おいおい、ここに筵が足らねえぞ……縁台はこっちじゃあねえだ。むこうだむこうだ」
 などと、汗みずくになってやっている。すこし骨細だが、実直そうないい壮者《わかもの》。
 奥では、接待の麦茶わかし、子供にくばる菓子づつみや強飯《こわめし》やら。
 このほうは、女中頭のお年が一生懸命に采配をふるっている。しめりかえったこの屋敷に一時に春がきたよう。だれもかれも、浮き浮きした笑い声をあげて走りまわる。

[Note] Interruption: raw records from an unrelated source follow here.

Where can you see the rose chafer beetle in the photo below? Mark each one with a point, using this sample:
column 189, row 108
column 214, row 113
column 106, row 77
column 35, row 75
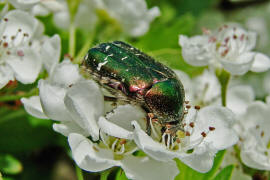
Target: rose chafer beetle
column 137, row 78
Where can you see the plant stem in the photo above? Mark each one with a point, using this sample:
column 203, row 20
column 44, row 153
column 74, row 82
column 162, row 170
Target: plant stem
column 72, row 39
column 6, row 98
column 79, row 173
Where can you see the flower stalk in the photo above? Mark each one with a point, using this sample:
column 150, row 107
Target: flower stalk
column 224, row 78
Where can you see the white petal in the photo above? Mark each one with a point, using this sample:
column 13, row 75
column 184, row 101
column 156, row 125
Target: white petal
column 252, row 157
column 200, row 160
column 133, row 16
column 52, row 101
column 39, row 10
column 68, row 127
column 195, row 50
column 26, row 68
column 149, row 146
column 240, row 65
column 123, row 116
column 138, row 168
column 32, row 105
column 65, row 74
column 18, row 19
column 6, row 74
column 251, row 42
column 187, row 83
column 257, row 113
column 238, row 98
column 85, row 103
column 266, row 84
column 50, row 52
column 87, row 157
column 261, row 63
column 114, row 130
column 86, row 23
column 222, row 120
column 23, row 4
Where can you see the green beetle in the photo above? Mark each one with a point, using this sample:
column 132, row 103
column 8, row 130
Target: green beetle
column 140, row 79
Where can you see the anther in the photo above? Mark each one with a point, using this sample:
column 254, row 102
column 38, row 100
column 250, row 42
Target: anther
column 5, row 44
column 211, row 128
column 20, row 53
column 191, row 124
column 203, row 134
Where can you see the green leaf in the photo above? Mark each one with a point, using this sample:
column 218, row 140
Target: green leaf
column 9, row 164
column 121, row 175
column 225, row 173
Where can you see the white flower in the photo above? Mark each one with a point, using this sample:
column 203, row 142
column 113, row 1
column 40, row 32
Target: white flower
column 230, row 158
column 133, row 15
column 255, row 124
column 19, row 57
column 230, row 47
column 205, row 132
column 78, row 104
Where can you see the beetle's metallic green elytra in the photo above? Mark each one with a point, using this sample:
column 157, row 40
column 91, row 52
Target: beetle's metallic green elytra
column 141, row 79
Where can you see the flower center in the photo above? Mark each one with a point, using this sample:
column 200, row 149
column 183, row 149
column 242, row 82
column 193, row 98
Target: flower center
column 11, row 45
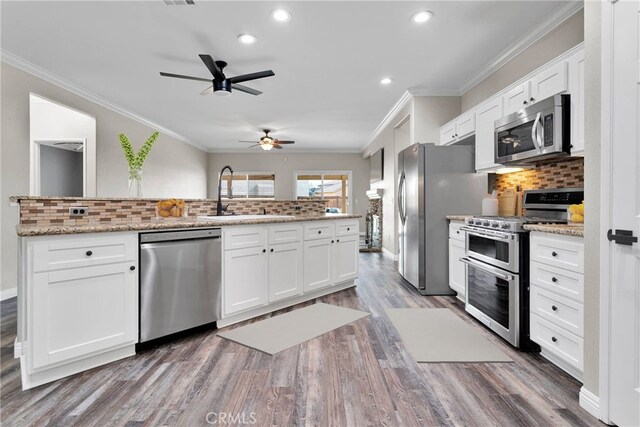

 まだ日も暮れぬうちから、晴着をひっぱった老幼男女が、煮〆の重詰や地酒をさげてくりこんでくる。またたく間に、五十畳の広座敷はもちろん、筵敷の上までぎっしりと詰って、身動きもならない有様。気の早いのは、もう重箱をあけて盃のやりとり。早くやってくらっせえ、などとだみ声をあげている。
 顎十郎も誘われて座敷の隅にいる。
 そうこうするうちに、短い秋の日はとっぷりと暮れ、星がキラキラと瞬きだす。
 さア、もう始まるべえ、と、ざわめき立っているうちに、作平や世話役が座敷の灯を消して歩く。
 やがて、正面の幕に写しだされたのが、吉例の『福助』。